Jesus reminded His listeners, “Let what you say be simply ‘Yes’
or ‘No’; anything more than this comes from evil” (Matthew 5:37
ESV; see also James 5:12).
Sharon Hodde Miller commented in
“Why Niceness Weakens Our Witness,”
“Niceness is
concerned with the appearance of goodness and not the reality of it.
It gives the facade of serving others but exists primarily to serve
ourselves. In the end, niceness only makes us into ‘whitewashed
tombs’ (Matt. 23:27)—pristine on the outside but empty within.”
Niceness keeps us from telling
others the truth, confronting sin, or proclaiming the gospel to a
lost and dying world. Miller refers to this as idolatry. It could
also be called the fear of man. Somehow we’ve equated our Christian
witness with always telling people what they want to hear. Elliot Clark wrote,
“For some
time now, American Christians have conceived of their witness in
terms of ‘sharing the gospel’…
However, if by ‘sharing’ we imply a kind of charity where we only
give the gospel to willing recipients, then our Christian vernacular
has become a problem…
Throughout the Book of Acts, we find repeated examples of
authoritative witness—even in the face of suffering—from the
apostles and early church. We find them proclaiming the gospel and
speaking boldly.”
Although the Apostle Paul wrote that
we are to be “speaking the truth in love” (Ephesians 4:15), it
seems like most of us prefer “veiling the truth for love.” We
choose not to say something even when we know we should, just because
it is easier to keep silent. There are plenty of biblical examples of
people who had to say things they would rather not. In 2 Samuel 7,
Nathan had to tell King David that he couldn’t build the Temple. If
he had kept his mouth shut, David would have disobeyed God’s
command. Then in chapter 12 Nathan had to confront David for his sin
with Bathsheba. I’m sure that he did so with great trepidation.
Jonah used all his ingenuity to try to avoid telling Ninevah that
judgment was coming, and he suffered greatly for his choices. Peter
and John had the option of keeping silent about Jesus as they had
been commanded, but their response was “Whether it is right in the
sight of God to listen to you rather than to God, you must judge, for
we cannot but speak of what we have seen and heard” (Acts 4:19-20).
It may be that you’ve been
reminded of times when your words haven’t agreed with your thoughts
and beliefs. I know I have. We should ask ourselves why that is the
case. Was it truly out of love or was it some form of niceness to
avoid ruffling any feathers? Was it displaying God’s image or
preserving our own image?

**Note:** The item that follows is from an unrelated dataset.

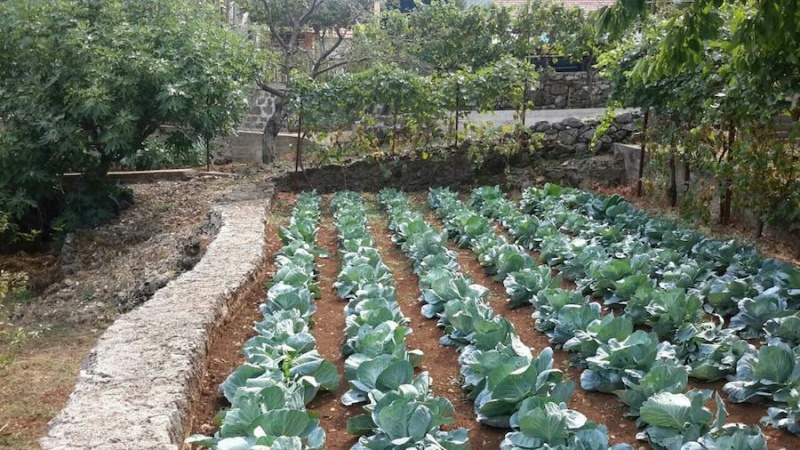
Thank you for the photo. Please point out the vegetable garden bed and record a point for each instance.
(477, 322)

Was it intended to build up the Body of
Christ and promote peace with God, or to maintain a superficial peace
among men?
“Therefore,
having put away falsehood, let each one of you speak the truth with
his neighbor, for we are members of one another” (Ephesians 4:25).
For
our appeal does not spring from error or impurity or any attempt to
deceive, but just as we have been approved by God to be entrusted
with the gospel, so we speak, not to please man, but to please God
who tests our hearts” (1 Thessalonians 2:3-4).